The allocation/copy policy is the big difference between std::string_view and std::string.

std::string performs deeps copies, while std::string_view performs shallow copies. std::string allocates, thus copying is costly, while std::string_view does not allocate, thus passing by value is preferred than passing by reference.

string_views does not have an allocation policy. It is (given the name I chose for the project) out-of-scope, and has profound implications on how the class should be used.

To sum it up: Most strings classes would have the same underlying implementation, the main difference is the constructor/conversions, presence/absence of trailing \0, content validation, and value/reference semantic.

The library targets C++>=14, it could be backported to C++11 and C++03, but some features might be missing.

It should permit to cover a lot more use cases that are not covered by std::string and std::string_view.

There is one use-case that is not covered (at least yet): a mutable string_view (as all methods are const). A mutable string_view still has reference semantic, but it imposes some design decisions, like the absence of operator== (it’s not a coincidence that std::span does not have it).

It would also be more difficult to enforce a content policy, as there are different functions (operator[], iterators, …​) that are able to change the content directly.

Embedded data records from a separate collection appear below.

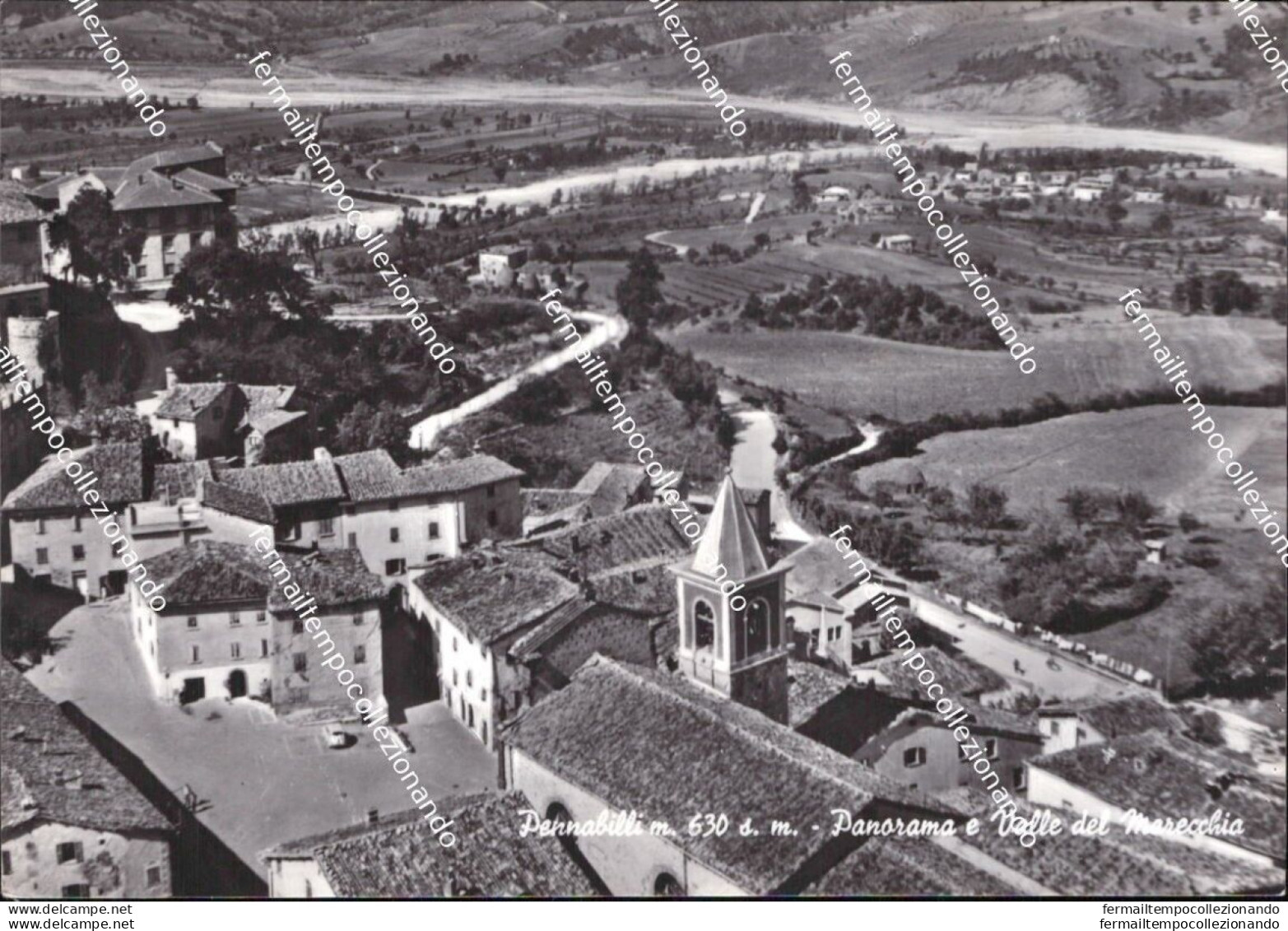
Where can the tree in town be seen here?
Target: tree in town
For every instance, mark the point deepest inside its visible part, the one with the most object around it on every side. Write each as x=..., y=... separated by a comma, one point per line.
x=370, y=428
x=1225, y=291
x=115, y=424
x=221, y=282
x=1082, y=505
x=1135, y=509
x=639, y=291
x=986, y=505
x=100, y=248
x=310, y=245
x=802, y=198
x=1240, y=652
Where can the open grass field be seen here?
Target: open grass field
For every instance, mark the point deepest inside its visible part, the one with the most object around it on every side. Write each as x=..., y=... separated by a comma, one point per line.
x=862, y=375
x=790, y=264
x=1149, y=449
x=1158, y=639
x=259, y=203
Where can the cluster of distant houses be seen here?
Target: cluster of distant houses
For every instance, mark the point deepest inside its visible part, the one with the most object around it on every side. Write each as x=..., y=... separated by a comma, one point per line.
x=974, y=183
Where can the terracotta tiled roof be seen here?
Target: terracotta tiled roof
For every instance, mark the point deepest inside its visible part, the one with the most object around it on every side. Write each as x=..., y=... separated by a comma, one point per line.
x=909, y=867
x=187, y=401
x=209, y=572
x=648, y=591
x=811, y=687
x=611, y=487
x=371, y=476
x=961, y=677
x=264, y=398
x=14, y=205
x=818, y=567
x=237, y=502
x=1119, y=718
x=729, y=538
x=41, y=757
x=179, y=479
x=458, y=476
x=1114, y=864
x=490, y=597
x=170, y=157
x=653, y=743
x=334, y=577
x=401, y=858
x=267, y=421
x=642, y=538
x=148, y=191
x=1165, y=775
x=544, y=501
x=207, y=182
x=120, y=479
x=287, y=483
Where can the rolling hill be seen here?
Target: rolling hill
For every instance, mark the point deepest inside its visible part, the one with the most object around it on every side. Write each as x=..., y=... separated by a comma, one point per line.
x=1179, y=66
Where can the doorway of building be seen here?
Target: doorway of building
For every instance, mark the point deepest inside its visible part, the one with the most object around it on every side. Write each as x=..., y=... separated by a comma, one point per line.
x=193, y=691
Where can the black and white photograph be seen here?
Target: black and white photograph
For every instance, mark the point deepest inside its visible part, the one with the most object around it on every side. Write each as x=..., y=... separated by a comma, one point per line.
x=340, y=342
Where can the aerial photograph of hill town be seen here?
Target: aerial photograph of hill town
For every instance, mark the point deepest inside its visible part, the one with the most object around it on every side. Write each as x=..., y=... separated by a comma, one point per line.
x=330, y=567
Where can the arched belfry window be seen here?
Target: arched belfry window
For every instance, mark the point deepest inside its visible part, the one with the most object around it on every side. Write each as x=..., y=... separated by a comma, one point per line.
x=704, y=625
x=666, y=887
x=758, y=626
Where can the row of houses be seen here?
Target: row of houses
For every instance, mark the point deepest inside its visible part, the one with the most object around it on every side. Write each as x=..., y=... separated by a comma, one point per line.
x=606, y=668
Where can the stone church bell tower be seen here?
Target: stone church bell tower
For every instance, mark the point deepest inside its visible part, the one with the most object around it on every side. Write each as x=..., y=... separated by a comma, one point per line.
x=733, y=629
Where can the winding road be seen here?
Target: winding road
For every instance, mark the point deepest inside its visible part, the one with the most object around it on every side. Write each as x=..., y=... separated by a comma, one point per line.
x=155, y=319
x=610, y=328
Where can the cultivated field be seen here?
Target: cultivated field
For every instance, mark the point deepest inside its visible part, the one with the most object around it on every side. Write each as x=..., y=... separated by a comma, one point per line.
x=862, y=375
x=1149, y=449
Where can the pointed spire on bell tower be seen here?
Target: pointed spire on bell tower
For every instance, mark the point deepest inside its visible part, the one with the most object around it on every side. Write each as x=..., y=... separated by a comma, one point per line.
x=729, y=538
x=732, y=606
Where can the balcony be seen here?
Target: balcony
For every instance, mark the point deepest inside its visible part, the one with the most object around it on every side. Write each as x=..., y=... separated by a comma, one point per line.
x=21, y=277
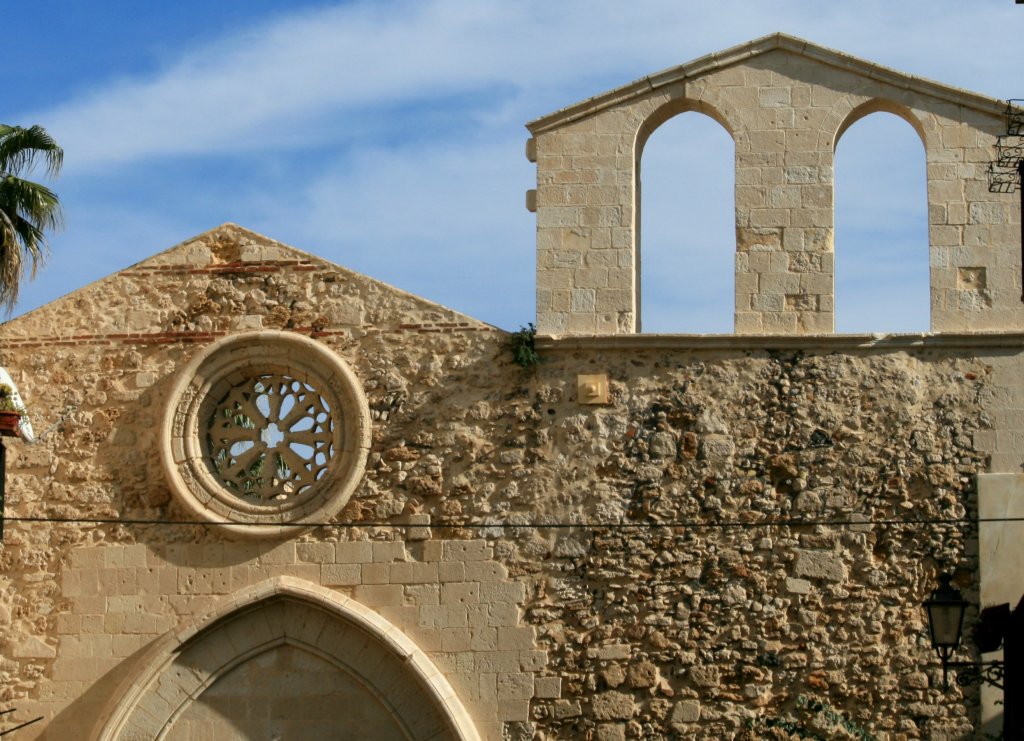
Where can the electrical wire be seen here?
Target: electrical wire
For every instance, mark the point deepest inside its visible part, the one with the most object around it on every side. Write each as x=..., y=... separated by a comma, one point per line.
x=686, y=524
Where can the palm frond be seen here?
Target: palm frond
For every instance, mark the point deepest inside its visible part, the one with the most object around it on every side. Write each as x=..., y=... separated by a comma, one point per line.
x=28, y=210
x=20, y=148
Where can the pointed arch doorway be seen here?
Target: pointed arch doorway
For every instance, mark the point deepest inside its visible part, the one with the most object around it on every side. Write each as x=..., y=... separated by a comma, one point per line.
x=288, y=659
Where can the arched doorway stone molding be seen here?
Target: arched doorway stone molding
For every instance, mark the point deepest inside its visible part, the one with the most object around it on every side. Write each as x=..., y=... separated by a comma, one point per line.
x=385, y=665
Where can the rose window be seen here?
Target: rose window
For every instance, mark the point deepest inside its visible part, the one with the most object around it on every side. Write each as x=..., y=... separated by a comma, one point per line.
x=270, y=438
x=265, y=432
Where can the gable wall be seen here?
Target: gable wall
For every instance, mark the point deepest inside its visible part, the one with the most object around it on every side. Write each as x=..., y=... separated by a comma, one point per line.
x=784, y=112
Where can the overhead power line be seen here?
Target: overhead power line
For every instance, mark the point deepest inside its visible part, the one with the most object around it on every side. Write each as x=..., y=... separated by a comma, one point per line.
x=691, y=524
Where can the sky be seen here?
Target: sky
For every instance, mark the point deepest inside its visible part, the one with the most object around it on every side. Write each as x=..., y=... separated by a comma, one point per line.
x=388, y=136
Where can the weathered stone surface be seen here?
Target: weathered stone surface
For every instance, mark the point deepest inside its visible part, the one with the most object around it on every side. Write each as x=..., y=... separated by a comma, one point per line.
x=686, y=711
x=820, y=565
x=612, y=706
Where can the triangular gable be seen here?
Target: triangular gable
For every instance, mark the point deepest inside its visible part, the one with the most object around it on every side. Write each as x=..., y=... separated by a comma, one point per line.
x=209, y=282
x=758, y=47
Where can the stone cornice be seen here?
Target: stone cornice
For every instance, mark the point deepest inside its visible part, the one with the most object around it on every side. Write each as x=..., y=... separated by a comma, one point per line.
x=816, y=343
x=736, y=54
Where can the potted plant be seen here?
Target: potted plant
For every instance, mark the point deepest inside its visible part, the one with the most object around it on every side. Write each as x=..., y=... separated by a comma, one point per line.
x=10, y=412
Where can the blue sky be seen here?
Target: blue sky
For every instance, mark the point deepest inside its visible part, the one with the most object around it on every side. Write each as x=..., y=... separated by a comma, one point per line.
x=388, y=136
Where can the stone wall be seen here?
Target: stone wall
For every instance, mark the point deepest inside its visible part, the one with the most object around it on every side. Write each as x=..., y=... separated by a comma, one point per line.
x=688, y=560
x=785, y=102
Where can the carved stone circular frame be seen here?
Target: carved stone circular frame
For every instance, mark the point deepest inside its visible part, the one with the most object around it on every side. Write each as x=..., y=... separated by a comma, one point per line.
x=210, y=378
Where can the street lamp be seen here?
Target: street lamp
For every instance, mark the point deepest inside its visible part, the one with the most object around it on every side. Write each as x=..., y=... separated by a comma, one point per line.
x=945, y=621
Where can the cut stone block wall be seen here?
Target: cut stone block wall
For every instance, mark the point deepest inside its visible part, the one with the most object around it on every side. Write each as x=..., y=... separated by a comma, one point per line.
x=785, y=103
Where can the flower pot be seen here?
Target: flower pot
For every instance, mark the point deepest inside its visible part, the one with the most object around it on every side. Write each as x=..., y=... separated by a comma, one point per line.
x=9, y=422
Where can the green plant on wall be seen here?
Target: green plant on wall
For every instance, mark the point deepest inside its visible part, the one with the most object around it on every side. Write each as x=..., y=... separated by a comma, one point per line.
x=7, y=401
x=523, y=350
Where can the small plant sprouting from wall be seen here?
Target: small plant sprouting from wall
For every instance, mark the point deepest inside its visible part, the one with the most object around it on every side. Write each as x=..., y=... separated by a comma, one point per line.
x=521, y=345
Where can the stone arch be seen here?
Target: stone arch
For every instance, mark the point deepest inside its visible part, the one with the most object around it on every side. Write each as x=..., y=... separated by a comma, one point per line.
x=882, y=279
x=878, y=104
x=647, y=126
x=385, y=671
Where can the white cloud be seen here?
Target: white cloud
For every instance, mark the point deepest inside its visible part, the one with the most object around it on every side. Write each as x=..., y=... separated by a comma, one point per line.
x=336, y=96
x=262, y=86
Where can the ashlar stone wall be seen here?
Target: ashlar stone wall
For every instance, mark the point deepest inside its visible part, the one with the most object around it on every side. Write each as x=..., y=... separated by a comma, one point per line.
x=786, y=103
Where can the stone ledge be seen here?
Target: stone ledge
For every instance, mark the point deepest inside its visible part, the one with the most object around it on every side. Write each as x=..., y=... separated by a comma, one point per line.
x=881, y=341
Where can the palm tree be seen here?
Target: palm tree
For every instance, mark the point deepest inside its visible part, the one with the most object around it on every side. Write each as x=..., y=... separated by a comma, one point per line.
x=28, y=210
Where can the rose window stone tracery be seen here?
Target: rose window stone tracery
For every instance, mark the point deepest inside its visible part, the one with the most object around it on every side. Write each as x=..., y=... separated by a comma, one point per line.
x=270, y=438
x=265, y=432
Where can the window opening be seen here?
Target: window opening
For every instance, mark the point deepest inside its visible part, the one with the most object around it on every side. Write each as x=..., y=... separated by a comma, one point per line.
x=882, y=265
x=687, y=253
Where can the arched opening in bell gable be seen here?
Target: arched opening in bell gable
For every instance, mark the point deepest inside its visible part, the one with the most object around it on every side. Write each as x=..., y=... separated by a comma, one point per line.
x=881, y=207
x=685, y=213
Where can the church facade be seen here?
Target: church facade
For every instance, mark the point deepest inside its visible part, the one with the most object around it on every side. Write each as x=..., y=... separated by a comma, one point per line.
x=294, y=502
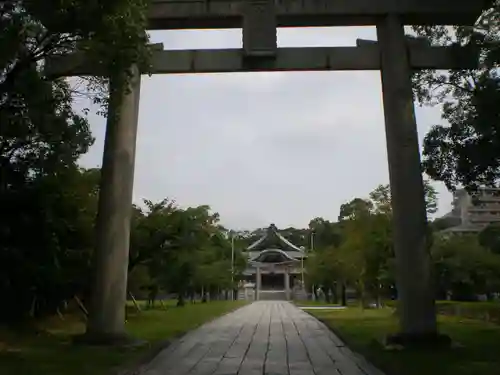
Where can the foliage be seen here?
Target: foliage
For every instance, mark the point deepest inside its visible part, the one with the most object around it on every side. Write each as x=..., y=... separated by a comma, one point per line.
x=464, y=268
x=362, y=331
x=183, y=249
x=464, y=149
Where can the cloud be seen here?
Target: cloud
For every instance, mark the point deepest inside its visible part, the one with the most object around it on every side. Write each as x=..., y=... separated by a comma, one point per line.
x=261, y=147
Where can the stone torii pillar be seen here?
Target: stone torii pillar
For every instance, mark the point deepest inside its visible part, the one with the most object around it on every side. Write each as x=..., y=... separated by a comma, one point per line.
x=413, y=272
x=258, y=283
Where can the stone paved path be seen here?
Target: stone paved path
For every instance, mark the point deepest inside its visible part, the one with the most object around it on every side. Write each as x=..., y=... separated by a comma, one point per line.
x=266, y=337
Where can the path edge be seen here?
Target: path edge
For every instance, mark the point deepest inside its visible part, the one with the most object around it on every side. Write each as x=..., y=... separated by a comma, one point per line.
x=360, y=360
x=139, y=364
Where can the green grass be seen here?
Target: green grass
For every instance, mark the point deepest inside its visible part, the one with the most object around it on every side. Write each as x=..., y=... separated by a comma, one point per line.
x=52, y=352
x=363, y=330
x=314, y=303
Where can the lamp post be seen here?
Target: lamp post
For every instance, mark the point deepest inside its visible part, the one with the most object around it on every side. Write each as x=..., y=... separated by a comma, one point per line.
x=232, y=266
x=312, y=249
x=302, y=267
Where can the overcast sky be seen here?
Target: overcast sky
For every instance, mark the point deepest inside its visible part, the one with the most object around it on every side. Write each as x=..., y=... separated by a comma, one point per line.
x=262, y=148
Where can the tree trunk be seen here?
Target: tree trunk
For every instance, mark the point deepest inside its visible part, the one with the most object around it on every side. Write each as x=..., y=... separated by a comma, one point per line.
x=343, y=294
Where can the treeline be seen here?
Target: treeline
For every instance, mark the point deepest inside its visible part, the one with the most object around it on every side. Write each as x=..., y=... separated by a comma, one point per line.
x=361, y=256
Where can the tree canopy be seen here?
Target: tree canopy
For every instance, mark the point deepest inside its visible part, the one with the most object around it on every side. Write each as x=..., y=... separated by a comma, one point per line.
x=464, y=149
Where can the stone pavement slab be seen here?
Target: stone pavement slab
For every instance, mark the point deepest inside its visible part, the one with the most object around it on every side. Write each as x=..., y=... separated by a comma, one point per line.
x=263, y=338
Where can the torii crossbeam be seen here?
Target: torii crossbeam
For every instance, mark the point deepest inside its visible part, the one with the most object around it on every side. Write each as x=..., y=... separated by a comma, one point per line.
x=393, y=54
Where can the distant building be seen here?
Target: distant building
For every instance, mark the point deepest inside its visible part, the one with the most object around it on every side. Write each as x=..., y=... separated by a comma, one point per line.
x=275, y=266
x=475, y=211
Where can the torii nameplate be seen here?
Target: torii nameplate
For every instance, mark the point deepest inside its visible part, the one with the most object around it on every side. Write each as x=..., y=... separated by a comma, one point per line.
x=220, y=14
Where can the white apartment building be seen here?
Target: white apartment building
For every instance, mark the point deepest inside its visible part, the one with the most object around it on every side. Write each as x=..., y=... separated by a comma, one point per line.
x=475, y=211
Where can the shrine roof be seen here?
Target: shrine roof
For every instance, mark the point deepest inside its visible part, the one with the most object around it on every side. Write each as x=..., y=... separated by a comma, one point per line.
x=273, y=256
x=272, y=236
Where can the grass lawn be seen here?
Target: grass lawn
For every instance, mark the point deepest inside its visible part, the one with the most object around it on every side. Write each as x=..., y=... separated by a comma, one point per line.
x=361, y=330
x=52, y=353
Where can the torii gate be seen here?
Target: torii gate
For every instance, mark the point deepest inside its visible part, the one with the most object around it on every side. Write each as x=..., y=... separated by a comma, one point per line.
x=394, y=55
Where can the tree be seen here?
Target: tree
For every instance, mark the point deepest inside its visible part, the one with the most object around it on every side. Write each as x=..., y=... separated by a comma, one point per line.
x=381, y=199
x=465, y=149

Thus it does not make much sense to enforce a content policy on mutable strings inside the class itself.

Another design decision was not duplicate every function of std::string/std::string_view.

Most functionalities can be implemented as free functions, making them easily reusable not only for string_view, but also for most other string-like classes. This has also the advantage to provide a more uniform API when dealing with different string-like classes. The main disadvantage is that it does not make string_views a drop-in replacement for the string classes inside std.

As some functionalities depend on the invariant of the class (a generic substring for \0-terminated string cannot work), and others are just redundant (.size() vs .length()), trying to add all possible functionalities would just bloat the API, without many benefits.